GH#2256 Introduce a query optimizer concept #2257

JervenBolleman · 2023-03-10T21:54:51Z

First implementation is to make it more likely that VALUES is used on the left side of a join.

Added a test, but the optimizer is not invoked by default at this time

Summary of changes

Introduced a way to add new generic query optimizers that work on the query algebra.

Checklist

Checked that there aren't other open pull requests for
the same change.
Added tests for any changes that have a runtime impact.
Checked that all tests and type checking passes.
For changes that have a potential impact on users of this project:
- Updated relevant documentation to avoid inaccuracies.
- Considered adding additional documentation.
- Considered adding an example in ./examples for new features.
- Considered updating our changelog (CHANGELOG.md).
Considered granting push permissions to the PR branch,
so maintainers can fix minor issues and keep your PR up to date.

First implementation is to make it more likely that VALUES is used on the left side of a join. Added a test, but the optimizer is not invoked by default at this time

aucampia · 2023-03-10T22:31:25Z

rdflib/plugins/sparql/processor.py

@@ -63,8 +64,9 @@ def update(self, strOrQuery, initBindings={}, initNs={}):


 class SPARQLProcessor(Processor):
-    def __init__(self, graph):
+    def __init__(self, graph, optimizers: List[SPARQLOptimizer] = None):


I think it would be best to just accept any callable that maps a query to a query:

So somewhere before this:

_QueryTranslatorType = Callable[[Query],Query]

Then:

Suggested change

def __init__(self, graph, optimizers: List[SPARQLOptimizer] = None):

def __init__(self, graph, query_translators: Optional[List[_QueryTranslatorType]] = None):

That way, users can pass methods or free functions, and even have multiple different translator methods on one class.

Your tests should still work fine with that.

aucampia · 2023-03-10T22:34:39Z

rdflib/plugins/sparql/optimizer.py

+        return query
+
+
+class ValuesToTheLeftOfTheJoin(SPARQLOptimizer):


While this is valuable, I think it may be better to keep it in rdflib._contrib, as we don't necessarily want to offer the same level of compatibility guarantees as we do for other code.

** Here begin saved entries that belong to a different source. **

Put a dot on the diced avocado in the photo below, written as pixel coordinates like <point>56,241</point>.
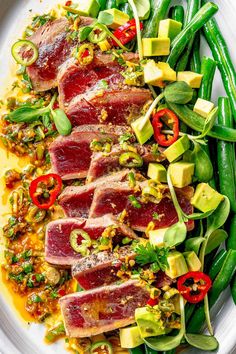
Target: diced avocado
<point>167,72</point>
<point>156,46</point>
<point>203,107</point>
<point>144,133</point>
<point>119,18</point>
<point>157,172</point>
<point>149,322</point>
<point>152,74</point>
<point>181,173</point>
<point>192,260</point>
<point>176,150</point>
<point>130,337</point>
<point>206,198</point>
<point>88,8</point>
<point>156,237</point>
<point>192,79</point>
<point>177,265</point>
<point>169,28</point>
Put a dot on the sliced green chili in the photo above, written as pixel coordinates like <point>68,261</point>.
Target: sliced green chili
<point>130,159</point>
<point>86,242</point>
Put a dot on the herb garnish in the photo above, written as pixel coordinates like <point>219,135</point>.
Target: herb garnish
<point>149,254</point>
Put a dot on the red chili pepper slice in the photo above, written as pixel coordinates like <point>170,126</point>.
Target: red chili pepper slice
<point>171,120</point>
<point>194,286</point>
<point>45,189</point>
<point>152,302</point>
<point>127,32</point>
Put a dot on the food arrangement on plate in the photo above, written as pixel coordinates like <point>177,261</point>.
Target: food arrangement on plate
<point>119,217</point>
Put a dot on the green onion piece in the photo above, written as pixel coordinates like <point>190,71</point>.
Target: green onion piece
<point>24,52</point>
<point>133,200</point>
<point>97,35</point>
<point>130,159</point>
<point>150,191</point>
<point>103,345</point>
<point>85,244</point>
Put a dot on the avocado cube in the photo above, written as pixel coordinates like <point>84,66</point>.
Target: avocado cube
<point>119,18</point>
<point>181,173</point>
<point>152,74</point>
<point>203,107</point>
<point>156,46</point>
<point>88,8</point>
<point>143,133</point>
<point>156,237</point>
<point>167,72</point>
<point>192,260</point>
<point>169,28</point>
<point>206,198</point>
<point>157,172</point>
<point>130,337</point>
<point>176,150</point>
<point>177,265</point>
<point>192,79</point>
<point>149,323</point>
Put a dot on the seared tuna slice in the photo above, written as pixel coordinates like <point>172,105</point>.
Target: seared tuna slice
<point>76,200</point>
<point>118,107</point>
<point>58,250</point>
<point>102,309</point>
<point>115,198</point>
<point>71,155</point>
<point>75,79</point>
<point>103,164</point>
<point>54,49</point>
<point>110,199</point>
<point>101,268</point>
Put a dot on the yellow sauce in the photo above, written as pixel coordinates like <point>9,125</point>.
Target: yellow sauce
<point>9,161</point>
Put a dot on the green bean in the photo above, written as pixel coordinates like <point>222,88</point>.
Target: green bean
<point>233,289</point>
<point>208,69</point>
<point>149,350</point>
<point>196,122</point>
<point>177,13</point>
<point>231,241</point>
<point>221,55</point>
<point>158,12</point>
<point>220,283</point>
<point>179,43</point>
<point>137,350</point>
<point>111,4</point>
<point>195,60</point>
<point>226,155</point>
<point>217,264</point>
<point>102,4</point>
<point>192,8</point>
<point>127,9</point>
<point>189,309</point>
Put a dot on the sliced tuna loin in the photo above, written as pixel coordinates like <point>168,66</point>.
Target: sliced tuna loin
<point>103,164</point>
<point>115,198</point>
<point>76,200</point>
<point>103,309</point>
<point>110,199</point>
<point>54,46</point>
<point>118,107</point>
<point>101,268</point>
<point>71,155</point>
<point>58,249</point>
<point>75,79</point>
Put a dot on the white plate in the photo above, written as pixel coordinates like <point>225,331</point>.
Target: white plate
<point>15,337</point>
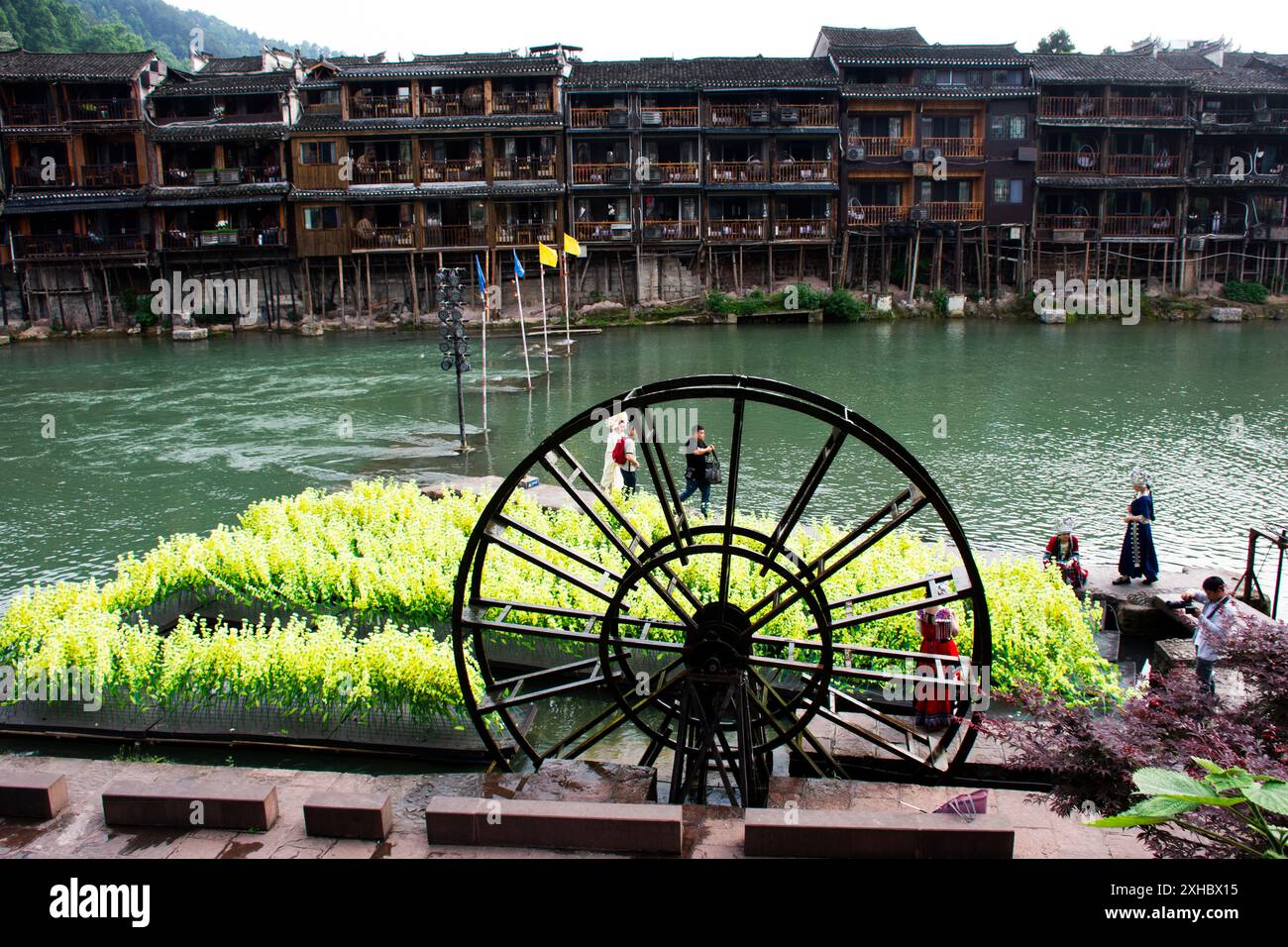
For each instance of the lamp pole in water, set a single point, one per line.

aucampia · 2023-03-10T22:36:32Z

rdflib/plugins/sparql/optimizer.py

+
+class ValuesToTheLeftOfTheJoin(SPARQLOptimizer):
+
+    def optimize(self, query: Query) -> Query:


Suggested change

def optimize(self, query: Query) -> Query:

@classmethod

def optimize(cls, query: Query) -> Query:

As these methods don't use the class state and are side effect free it is best to make them class methods, that way it is clearer to users that they don't have to be concerned with concurrency issues.

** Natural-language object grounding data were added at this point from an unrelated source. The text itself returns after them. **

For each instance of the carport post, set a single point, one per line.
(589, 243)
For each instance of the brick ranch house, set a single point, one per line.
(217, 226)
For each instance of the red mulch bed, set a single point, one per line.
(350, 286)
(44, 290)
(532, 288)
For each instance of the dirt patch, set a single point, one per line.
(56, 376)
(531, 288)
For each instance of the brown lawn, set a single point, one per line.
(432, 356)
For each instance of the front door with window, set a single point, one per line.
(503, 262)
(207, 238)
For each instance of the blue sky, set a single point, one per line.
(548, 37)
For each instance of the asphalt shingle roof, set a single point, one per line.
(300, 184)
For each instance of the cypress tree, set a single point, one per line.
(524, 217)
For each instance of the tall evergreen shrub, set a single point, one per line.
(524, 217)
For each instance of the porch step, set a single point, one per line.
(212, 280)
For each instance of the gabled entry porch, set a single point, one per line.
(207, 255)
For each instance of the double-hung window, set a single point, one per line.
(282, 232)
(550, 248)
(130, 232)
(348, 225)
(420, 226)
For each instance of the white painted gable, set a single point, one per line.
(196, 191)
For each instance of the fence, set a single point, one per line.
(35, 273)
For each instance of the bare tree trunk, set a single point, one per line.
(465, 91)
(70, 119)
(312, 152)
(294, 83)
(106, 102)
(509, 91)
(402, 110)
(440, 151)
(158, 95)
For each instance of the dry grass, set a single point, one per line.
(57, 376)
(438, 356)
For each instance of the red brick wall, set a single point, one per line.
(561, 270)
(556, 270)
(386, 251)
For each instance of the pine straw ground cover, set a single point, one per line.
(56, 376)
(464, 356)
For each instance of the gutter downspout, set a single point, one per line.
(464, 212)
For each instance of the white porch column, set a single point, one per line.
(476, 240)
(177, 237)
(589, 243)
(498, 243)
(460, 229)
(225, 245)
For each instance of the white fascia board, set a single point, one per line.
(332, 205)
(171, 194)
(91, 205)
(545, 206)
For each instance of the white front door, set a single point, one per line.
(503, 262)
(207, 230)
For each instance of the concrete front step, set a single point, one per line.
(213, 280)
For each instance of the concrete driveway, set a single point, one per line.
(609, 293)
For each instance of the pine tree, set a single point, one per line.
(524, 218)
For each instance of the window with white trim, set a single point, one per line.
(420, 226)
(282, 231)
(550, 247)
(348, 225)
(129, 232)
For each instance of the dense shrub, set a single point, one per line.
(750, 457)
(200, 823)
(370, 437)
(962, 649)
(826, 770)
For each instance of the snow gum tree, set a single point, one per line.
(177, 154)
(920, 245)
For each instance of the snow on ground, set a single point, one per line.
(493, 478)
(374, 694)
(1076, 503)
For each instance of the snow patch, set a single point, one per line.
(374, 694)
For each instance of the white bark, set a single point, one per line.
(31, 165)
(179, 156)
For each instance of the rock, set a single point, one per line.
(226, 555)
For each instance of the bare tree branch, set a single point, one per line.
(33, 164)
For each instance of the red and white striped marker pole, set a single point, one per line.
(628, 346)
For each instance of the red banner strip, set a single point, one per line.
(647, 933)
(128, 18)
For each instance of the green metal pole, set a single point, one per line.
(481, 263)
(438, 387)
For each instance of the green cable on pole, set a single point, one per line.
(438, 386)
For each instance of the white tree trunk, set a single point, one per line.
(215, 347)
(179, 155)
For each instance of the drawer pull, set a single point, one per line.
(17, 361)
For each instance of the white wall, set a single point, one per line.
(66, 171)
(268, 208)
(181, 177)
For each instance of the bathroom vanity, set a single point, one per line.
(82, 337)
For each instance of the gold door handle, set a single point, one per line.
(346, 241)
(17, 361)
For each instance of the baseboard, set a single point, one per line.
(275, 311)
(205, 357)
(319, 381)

aucampia · 2023-03-10T22:36:52Z

rdflib/plugins/sparql/optimizer.py

+        query.algebra = self._optimize_node(main)
+        return query
+
+    def _optimize_node(self, cv: Any) -> Any:


Suggested change

def _optimize_node(self, cv: Any) -> Any:

@classmethod

def _optimize_node(cls, cv: Any) -> Any:

Big doubt about the _.contrib location.

…-optimizers

aucampia · 2023-04-09T10:11:02Z

@JervenBolleman I made a PR against your branch with some changes: JervenBolleman#5

One problem with taking translators as an argument to SPARQLProcessor.__init__ is that it is a bit awkward to call it, it may be better to take translators as an argument to SPARQLProcessor.query(), that way someone can just pass translators when calling Graph.query().

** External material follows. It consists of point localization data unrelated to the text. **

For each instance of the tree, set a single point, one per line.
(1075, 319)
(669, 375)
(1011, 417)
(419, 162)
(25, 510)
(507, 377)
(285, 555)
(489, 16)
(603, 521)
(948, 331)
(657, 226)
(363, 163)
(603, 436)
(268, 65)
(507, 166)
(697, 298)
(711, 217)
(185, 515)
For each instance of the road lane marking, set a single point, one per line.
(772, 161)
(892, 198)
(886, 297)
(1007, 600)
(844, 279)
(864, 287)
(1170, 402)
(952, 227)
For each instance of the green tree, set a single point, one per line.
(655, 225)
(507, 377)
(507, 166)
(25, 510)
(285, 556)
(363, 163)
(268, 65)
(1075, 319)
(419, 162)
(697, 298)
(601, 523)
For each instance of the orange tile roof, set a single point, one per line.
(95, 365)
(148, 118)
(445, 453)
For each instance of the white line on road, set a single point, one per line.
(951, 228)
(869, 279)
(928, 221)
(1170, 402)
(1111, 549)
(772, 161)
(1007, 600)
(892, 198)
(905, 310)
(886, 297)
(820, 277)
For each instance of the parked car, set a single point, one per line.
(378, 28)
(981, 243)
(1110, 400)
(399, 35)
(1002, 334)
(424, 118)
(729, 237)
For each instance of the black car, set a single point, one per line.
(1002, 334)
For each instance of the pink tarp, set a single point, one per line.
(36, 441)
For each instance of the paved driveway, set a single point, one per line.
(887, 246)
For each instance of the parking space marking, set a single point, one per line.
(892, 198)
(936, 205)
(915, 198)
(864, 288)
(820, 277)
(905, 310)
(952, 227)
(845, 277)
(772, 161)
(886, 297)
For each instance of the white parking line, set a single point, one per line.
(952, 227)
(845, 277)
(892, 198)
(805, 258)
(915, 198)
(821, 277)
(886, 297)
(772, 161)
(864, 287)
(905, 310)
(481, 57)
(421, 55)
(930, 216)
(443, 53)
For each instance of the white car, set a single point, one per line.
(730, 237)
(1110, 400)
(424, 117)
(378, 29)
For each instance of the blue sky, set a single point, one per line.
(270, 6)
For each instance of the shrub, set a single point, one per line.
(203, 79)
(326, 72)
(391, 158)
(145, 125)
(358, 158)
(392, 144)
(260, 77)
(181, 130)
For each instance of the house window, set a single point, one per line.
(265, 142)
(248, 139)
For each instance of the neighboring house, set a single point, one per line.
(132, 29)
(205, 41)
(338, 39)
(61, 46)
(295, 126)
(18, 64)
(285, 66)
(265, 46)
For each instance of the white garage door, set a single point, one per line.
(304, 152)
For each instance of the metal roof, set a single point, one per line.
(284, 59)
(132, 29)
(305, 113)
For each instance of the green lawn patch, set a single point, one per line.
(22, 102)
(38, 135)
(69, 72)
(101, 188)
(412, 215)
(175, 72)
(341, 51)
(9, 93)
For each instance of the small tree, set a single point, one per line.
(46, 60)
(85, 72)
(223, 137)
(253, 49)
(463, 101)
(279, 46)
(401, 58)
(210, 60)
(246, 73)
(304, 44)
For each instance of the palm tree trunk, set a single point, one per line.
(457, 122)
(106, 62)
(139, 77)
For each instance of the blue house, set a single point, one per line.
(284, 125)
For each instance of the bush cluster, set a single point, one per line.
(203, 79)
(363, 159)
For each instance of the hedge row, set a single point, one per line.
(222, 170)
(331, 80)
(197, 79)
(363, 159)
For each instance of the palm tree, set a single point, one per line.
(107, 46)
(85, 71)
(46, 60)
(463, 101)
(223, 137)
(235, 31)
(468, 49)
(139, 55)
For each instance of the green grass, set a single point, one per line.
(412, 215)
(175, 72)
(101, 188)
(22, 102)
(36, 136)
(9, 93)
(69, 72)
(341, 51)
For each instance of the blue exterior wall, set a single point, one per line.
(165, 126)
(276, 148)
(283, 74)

There may be reasons to not do this also, and keep it in the constructor, but I'm not sure that there is.

CC: @niklasl @westurner @RDFLib/core-reviewers

JervenBolleman · 2023-04-09T20:05:11Z

@aucampia thank you for helping with this.

The reason why I did it via the constructor, is that stores normally know how to optimize queries the best. And if you just want to modify a query before sending it for evaluation, there is no need for the store to have any knowledge of the modification, or do it for the user. My natural habitat being RDF4j I think that the approach of query optimizer pipelines is natural, and they are store constructor based.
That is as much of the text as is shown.